Another linear algebra problem

[Steven G]

I tried a few ideas and I assure that nothing helped. Any hints/sols will be helpful (that will get me back to help on the forum faster)
The problem is below. It actually looks looks easy especially with the hint. Oh well.

 

[pka]

View attachment 14989

After having read this several times, I really have very little idea what it means (I taught vector analysis courses for over thirty years) But I have never
this notation. Here is my guess: thinking of $\displaystyle x~\&~a_k$ as points then $\displaystyle x-a_k$ is a vector from $\displaystyle a_k$ to $\displaystyle x$ the length of which is $\displaystyle \|x-a_k\|=\rho_k$.
We know the $\displaystyle (\rho_k)^2=(x-a_k)\cdot(x-a_k)=(x\cdot x)+2(x\cdot a_k)+(a_k\cdot a_k)=\|x\|^2+2(x\cdot a_k) +\|a_k\|^2$ [those are dot products]
Let me reiterate, I guessing. Please look at that and tell me what else you know about the notation. If you have a textbook I may know more.

 

[Romsek]

This is a typical active radar or sonar triangulation problem.

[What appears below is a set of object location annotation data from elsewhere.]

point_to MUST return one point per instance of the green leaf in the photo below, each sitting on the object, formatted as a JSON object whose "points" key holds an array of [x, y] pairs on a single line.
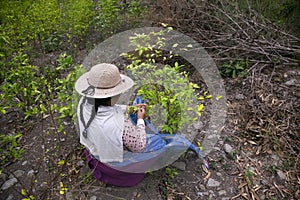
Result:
{"points": [[61, 162], [200, 107], [218, 97], [23, 192]]}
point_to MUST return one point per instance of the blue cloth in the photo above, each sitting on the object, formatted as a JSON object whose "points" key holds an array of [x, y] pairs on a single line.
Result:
{"points": [[160, 149]]}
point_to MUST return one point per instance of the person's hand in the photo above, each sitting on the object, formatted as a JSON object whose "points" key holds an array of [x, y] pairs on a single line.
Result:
{"points": [[141, 111]]}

In this problem there are 4 radar stations at point $\displaystyle a_1,~\dots,~a_4$

$\displaystyle \rho_i^2 = (x-a_i)\cdot (x-a_i)$

you can expand all this out using $\displaystyle x = (x,y,z),~a_i = (a_{ix}, a_{iy}, a_{iz})$

and then use the hint to coalesce it into matrix equations on the coordinates of $\displaystyle x$

 

[Steven G]

After having read this several times, I really have very little idea what it means (I taught vector analysis courses for over thirty years) But I have never
this notation. Here is my guess: thinking of $\displaystyle x~\&~a_k$ as points then $\displaystyle x-a_k$ is a vector from $\displaystyle a_k$ to $\displaystyle x$ the length of which is $\displaystyle \|x-a_k\|=\rho_k$.
We know the $\displaystyle (\rho_k)^2=(x-a_k)\cdot(x-a_k)=(x\cdot x)+2(x\cdot a_k)+(a_k\cdot a_k)=\|x\|^2+2(x\cdot a_k) +\|a_k\|^2$ [those are dot products]
Let me reiterate, I guessing. Please look at that and tell me what else you know about the notation. If you have a textbook I may know more.

I looked at at the textbook and it seems that what you were doing is correct (what else could you do--I did this myself as well)
Compute the difference for $\displaystyle (\rho_k)^2 and (\rho_m)^2$. Then the three linear equations will be the results of $\displaystyle (\rho_1)^2- (\rho_2)^2, (\rho_2)^2- (\rho_3)^2 \ \& \ (\rho_3)^2- (\rho_4)^2$